The Croft House, or more likely, the spacecraft house, sits along the South coast of Victoria and was built to take in the views, as well as be protected from the prevailing winds. So, the architect built the house around a protected garden from which peripheral vision of the sea and sky is permitted by tapered facades.
The idea of Croft is that it is a shelter in an exposed environment, and that shelter contains all the necessary activities of domestic life in a minimalist style. But it is also designed to take advantage of local materials in an environmentally friendly sort of way.
The small material pallet of grey metal and concrete blends with the muted shale geology, and the protective exterior is warmed internally by compressed sand thermal mass walls and looks similar to the distant sand dunes. And since all the materials inside the home--the Victoria ash timber and the bluestone--are locally harvested, the impact on the environment is as minimal as the design.

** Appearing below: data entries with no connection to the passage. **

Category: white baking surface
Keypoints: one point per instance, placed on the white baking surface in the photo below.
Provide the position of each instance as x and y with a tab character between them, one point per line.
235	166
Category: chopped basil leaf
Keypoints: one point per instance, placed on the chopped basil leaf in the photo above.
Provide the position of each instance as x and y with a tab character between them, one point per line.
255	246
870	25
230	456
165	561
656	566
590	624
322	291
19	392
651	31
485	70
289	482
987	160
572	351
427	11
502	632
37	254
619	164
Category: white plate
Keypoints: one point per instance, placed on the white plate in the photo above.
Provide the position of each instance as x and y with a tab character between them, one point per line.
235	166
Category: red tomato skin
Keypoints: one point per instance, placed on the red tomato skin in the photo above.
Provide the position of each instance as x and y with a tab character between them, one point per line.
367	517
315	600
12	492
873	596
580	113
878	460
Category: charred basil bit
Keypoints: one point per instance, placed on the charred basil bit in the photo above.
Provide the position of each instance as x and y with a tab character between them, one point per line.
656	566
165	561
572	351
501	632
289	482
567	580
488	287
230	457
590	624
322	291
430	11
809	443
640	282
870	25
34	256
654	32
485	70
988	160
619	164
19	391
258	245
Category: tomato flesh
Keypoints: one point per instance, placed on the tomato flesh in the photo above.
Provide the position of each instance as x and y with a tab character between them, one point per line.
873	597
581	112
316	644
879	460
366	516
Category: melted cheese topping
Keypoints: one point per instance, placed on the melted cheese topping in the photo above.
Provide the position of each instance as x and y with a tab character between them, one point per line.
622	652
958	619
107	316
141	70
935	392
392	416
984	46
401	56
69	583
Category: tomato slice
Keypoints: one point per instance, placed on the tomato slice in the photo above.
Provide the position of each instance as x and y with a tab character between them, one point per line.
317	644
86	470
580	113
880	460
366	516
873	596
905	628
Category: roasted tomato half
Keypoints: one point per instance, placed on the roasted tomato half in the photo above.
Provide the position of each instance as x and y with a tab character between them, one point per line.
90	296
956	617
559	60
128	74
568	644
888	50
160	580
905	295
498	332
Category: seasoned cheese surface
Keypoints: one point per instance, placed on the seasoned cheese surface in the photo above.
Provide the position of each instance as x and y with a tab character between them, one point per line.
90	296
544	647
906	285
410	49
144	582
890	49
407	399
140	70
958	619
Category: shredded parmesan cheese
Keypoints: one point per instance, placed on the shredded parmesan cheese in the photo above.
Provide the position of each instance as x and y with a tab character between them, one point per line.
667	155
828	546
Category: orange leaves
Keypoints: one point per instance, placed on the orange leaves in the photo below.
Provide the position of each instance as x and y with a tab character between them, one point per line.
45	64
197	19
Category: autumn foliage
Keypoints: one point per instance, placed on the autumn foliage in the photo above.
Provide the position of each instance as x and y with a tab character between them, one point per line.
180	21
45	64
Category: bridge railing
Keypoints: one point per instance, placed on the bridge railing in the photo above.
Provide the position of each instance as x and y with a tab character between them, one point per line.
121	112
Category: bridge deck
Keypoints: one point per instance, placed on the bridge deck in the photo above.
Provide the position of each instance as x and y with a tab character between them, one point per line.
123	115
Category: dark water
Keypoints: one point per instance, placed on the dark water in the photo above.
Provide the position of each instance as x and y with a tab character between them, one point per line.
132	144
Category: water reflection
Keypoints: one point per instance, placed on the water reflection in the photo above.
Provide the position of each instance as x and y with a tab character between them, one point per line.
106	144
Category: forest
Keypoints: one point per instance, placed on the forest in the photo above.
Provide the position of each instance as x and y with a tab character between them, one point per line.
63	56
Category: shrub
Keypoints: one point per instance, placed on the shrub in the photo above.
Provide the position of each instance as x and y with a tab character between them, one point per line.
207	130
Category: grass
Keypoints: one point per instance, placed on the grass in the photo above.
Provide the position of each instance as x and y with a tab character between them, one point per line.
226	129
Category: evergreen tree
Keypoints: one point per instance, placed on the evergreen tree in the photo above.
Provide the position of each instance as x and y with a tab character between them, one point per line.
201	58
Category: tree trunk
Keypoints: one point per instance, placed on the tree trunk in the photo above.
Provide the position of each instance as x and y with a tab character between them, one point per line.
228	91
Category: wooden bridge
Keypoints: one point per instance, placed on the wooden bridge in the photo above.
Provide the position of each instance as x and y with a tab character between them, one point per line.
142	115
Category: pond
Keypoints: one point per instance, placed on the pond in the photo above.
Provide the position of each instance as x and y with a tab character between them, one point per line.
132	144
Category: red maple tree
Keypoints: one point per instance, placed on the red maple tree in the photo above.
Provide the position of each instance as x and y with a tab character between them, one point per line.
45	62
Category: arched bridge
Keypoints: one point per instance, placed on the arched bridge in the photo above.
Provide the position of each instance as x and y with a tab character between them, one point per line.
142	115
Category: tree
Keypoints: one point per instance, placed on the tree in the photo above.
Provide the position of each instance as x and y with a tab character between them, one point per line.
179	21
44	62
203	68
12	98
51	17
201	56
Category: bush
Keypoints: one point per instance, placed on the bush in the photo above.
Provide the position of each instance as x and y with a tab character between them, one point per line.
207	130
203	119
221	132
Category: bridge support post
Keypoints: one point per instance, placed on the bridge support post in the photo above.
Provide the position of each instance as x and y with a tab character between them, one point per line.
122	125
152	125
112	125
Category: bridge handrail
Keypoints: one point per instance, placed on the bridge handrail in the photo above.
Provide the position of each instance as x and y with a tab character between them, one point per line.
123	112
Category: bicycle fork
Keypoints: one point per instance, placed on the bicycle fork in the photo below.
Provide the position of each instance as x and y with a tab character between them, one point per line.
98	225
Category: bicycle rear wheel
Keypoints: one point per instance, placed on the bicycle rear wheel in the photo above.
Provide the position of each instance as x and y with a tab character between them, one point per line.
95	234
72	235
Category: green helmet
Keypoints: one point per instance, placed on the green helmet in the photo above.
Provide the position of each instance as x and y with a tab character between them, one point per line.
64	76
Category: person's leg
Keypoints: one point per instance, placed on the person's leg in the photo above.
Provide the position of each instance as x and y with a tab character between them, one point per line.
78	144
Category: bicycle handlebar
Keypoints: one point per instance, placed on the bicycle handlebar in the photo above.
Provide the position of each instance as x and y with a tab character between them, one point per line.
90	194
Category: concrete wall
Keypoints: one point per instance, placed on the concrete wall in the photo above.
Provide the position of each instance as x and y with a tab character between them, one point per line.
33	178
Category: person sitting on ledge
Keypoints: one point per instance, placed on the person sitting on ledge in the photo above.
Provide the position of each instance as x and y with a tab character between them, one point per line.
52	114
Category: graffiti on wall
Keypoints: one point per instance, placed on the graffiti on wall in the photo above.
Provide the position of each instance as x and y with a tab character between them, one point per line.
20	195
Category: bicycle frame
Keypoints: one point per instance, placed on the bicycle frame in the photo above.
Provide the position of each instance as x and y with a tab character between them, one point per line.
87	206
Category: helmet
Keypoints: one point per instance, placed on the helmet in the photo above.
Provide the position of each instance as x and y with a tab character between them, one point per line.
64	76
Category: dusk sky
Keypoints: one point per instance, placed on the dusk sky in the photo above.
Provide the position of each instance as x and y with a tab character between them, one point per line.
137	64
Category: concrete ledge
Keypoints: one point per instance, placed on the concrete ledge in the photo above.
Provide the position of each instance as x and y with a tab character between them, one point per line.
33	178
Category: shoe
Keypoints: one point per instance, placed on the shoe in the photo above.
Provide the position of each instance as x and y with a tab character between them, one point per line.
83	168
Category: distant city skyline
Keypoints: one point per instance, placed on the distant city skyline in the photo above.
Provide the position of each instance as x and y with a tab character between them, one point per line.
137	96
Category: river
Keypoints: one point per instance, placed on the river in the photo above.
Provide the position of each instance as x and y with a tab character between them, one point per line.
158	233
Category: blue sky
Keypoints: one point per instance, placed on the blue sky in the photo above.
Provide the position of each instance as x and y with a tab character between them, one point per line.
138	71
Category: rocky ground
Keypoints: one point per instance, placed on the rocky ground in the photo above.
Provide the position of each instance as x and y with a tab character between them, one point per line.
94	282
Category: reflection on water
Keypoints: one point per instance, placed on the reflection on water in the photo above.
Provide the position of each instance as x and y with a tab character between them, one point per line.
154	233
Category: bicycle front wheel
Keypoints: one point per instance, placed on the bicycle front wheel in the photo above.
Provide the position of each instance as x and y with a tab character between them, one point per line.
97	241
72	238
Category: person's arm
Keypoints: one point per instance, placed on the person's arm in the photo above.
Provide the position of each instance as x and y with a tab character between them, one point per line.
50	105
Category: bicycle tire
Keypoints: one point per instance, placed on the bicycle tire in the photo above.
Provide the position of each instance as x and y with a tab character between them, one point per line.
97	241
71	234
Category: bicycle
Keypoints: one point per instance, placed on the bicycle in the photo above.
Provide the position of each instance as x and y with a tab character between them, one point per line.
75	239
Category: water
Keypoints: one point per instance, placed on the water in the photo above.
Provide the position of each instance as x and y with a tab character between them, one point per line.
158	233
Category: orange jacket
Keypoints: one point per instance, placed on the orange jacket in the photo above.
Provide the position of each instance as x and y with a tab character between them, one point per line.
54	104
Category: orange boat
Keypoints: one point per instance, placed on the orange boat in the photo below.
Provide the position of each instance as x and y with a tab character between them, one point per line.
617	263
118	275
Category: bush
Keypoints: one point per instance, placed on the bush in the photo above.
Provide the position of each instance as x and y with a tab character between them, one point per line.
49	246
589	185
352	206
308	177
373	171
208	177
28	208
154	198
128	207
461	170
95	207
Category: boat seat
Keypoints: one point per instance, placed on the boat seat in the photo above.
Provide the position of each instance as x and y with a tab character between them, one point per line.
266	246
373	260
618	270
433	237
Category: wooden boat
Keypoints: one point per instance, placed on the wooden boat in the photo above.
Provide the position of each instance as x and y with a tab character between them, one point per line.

And the design process adopts the 1950ʼs modernist philosophy of ʻplastic integrityʼ as well as the concept of architecture as a field of energies and flows. The form of the house distorts mathematical and structural curves to achieve the interior purpose; the adopted geometry and composition of three sine curves means details are achievable with 2 dimensional radii. Both concave and convex roof surfaces are 2 dimensional planes and constructed from conventional battens and rafters and corrugated metal.
Um, I didn't know there would be math ... ?
But, I could live it in, though i might worry that one day it might just lift off from the planet and go soaring away.